In manual deployments, deployment access control is the equivalent of server access control. With an automatic system in situ, this is no longer true. Access to the automation provides deployment rights. The automation systems must themselves be secure and supply role-based security. This approach provides new capabilities. An environment owner, who may have once only approved manual deployments but lacked the skill or permissions to execute them, can now be provided self-service deployment capabilities. Likewise, it could be appropriate to revoke the permissions of some users who were granted broad permissions to servers to perform deployments but were instructed to not otherwise modify the servers.
Maximizing the scope of automation
An automated deployment infrastructure is something the team can build on. Smoke tests are often integrated so that rollbacks occur automatically on test failure. Likewise, application deployment is often paired with automated updates to applications and application server configuration. Deployments to test environments are often automatic based on standing schedules or events. Once deployment automation is in place, these kinds of additional practices can be layered on top of each other. The deployment infrastructure provides the mechanics and traceability. People provide the creative insight to understand what would most benefit their organizations.
Automated deployment solution checklist
- Coordinates deployments of multi-tiered applications
- Models full application version across versioned components
- Tracks which servers are in which environment
- Tracks server roles in the environment (e.g., database server vs web server)
- Per environment parameters (e.g., database password in development vs production)

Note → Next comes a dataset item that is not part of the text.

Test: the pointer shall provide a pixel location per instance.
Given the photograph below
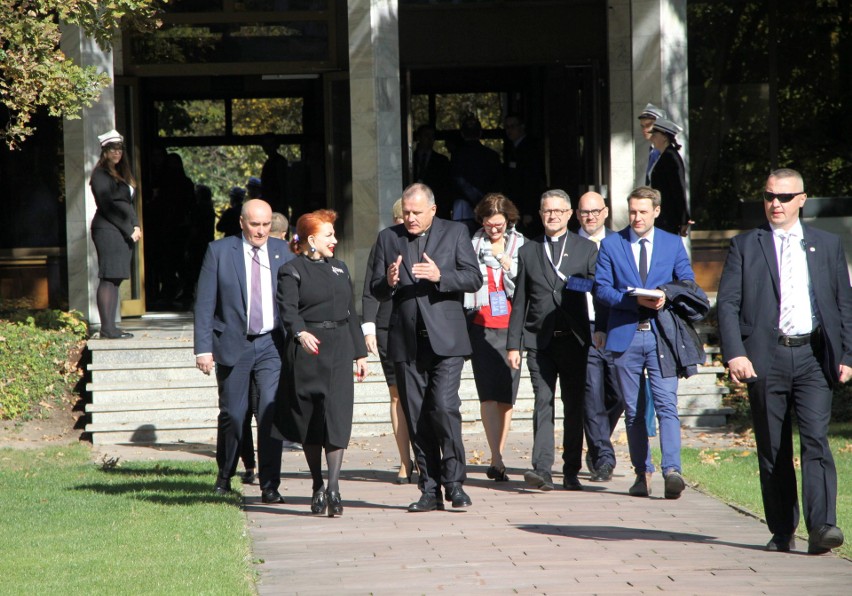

- Secure management and filtering of passwords/secrets
- Integrated artifact repository
- Integrations with third-party artifact repositories
- Integrates with many or all of your deployment targets
- Extensible with the ability to create custom steps
- Integration with authentication technologies (e.g., LDAP)
- Role-based security
- Maintains logs of all commands executed in deployments
- Inventory tracks which version is where
- Tracks who runs deployments
According to IBM, organizations are finding it difficult to release more quickly without adding more people and incurring additional risk. They have described the limitations of manual deployments, common failure patterns, the benefits of automation and a base set of features an automated system should provide:
- Manual deployments are inherently slow and error prone.
- Deployment automation used only in development or only in operations may help one silo but leads to a hand-off where changes to the process may be insufficiently communicated.
- Automated deployments provide superior audit trails.
- An automated deployment infrastructure provides a framework to build upon. Additional activities, such as automated functional testing, can leverage the deployment infrastructure.
- Deployments standardized across environments must still take into account environmental differences. The environment configuration is a key concern.
A single deployment performed by an automated deployment mechanism has low overhead. A release process with low overhead is one that can be repeated frequently. Frequent releases are desirable for many reasons, but the crux of the matter is that frequent releases promote truly Agile software development. Teams that release frequently can deliver valuable features to their users more often and in incremental steps. In doing so, they can gather continuous feedback from these users on the software they are creating and adapt their approach in response. This feedback can be the difference between a product delighting its target audience or missing them completely.